Where the wild things are

MANILA, Philippines - After a tough and bleak year in both fashion and finances, it’s wonderful to see at China Fashion Week a 2010 forecast that is simultaneously reassuring and confounding. Reassuring because Chinese creativity is reaching ever greater heights, blowing away the old stereotype of manufacturing-era “Made in China,” making way for the culturally-cool “Created in China.” Confounding, however, because as you see models walk down the runway (or more accurately, photos of them walking down the runway), you’re like, WTF? It’s less about fashion and finery than concepts and costumes.

One collection takes all the colors of the ROYGBIV, throws them on to every pattern and shape available to graphic design, and for good measure adds a few stuffed toys, resulting in a frenetic display of bubble gum pop culture and kawaii cuteness. It’s an in-your-face allegiance to adolescence, and as China hurtles into the ambiguous territory of superpowerdom, it’s also perhaps a last claim on innocence.

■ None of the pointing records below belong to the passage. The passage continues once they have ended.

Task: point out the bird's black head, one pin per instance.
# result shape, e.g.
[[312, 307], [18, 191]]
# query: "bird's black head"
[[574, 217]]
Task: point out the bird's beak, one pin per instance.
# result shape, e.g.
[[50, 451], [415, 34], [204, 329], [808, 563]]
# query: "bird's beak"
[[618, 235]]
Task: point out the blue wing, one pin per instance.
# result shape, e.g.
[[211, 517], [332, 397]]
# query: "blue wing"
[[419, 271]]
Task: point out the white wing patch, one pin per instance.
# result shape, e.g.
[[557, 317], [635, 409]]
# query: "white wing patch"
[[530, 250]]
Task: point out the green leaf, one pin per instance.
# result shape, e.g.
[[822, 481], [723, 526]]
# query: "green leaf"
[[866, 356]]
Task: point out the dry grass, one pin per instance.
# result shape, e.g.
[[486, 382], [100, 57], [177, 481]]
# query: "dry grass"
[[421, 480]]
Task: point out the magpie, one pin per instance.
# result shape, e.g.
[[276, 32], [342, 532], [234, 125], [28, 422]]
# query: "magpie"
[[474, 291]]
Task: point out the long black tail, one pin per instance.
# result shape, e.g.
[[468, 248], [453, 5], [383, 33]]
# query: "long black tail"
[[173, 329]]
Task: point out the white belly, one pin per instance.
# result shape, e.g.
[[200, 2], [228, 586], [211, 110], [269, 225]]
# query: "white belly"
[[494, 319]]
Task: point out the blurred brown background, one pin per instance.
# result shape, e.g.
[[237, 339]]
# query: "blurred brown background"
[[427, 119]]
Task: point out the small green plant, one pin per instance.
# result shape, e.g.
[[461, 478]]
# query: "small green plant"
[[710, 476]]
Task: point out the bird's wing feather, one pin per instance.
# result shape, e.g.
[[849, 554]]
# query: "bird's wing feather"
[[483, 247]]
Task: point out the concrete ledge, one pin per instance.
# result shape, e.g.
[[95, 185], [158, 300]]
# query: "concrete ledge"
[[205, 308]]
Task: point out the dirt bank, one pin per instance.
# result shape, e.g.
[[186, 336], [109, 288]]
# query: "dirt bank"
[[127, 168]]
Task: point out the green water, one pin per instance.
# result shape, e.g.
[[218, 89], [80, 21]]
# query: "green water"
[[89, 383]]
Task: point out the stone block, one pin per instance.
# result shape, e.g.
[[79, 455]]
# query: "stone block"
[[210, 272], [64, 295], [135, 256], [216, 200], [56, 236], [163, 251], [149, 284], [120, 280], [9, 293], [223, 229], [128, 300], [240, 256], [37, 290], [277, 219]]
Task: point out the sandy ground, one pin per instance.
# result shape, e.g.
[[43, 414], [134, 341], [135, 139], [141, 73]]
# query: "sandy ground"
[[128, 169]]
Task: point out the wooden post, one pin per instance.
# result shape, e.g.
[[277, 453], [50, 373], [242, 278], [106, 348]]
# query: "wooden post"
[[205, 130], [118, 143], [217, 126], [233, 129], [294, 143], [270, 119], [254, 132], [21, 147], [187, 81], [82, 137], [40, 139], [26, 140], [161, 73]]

On the other end of the frequency we see strange performative outfits that seem to be in parts inspired by Lady Gaga and Salvador Dali. Lady Dada? With these clothes the human element has been completely obfuscated by black body suits and huge headpieces, leaving us with simple geometry and complex meditations on time. It’s as if a black hole appeared in the future and spat out random objects from the modern era. Which is something that could be said about China in general — it’s a nation bursting with energy, both dark and light, but sometimes they just don’t know what to do with it.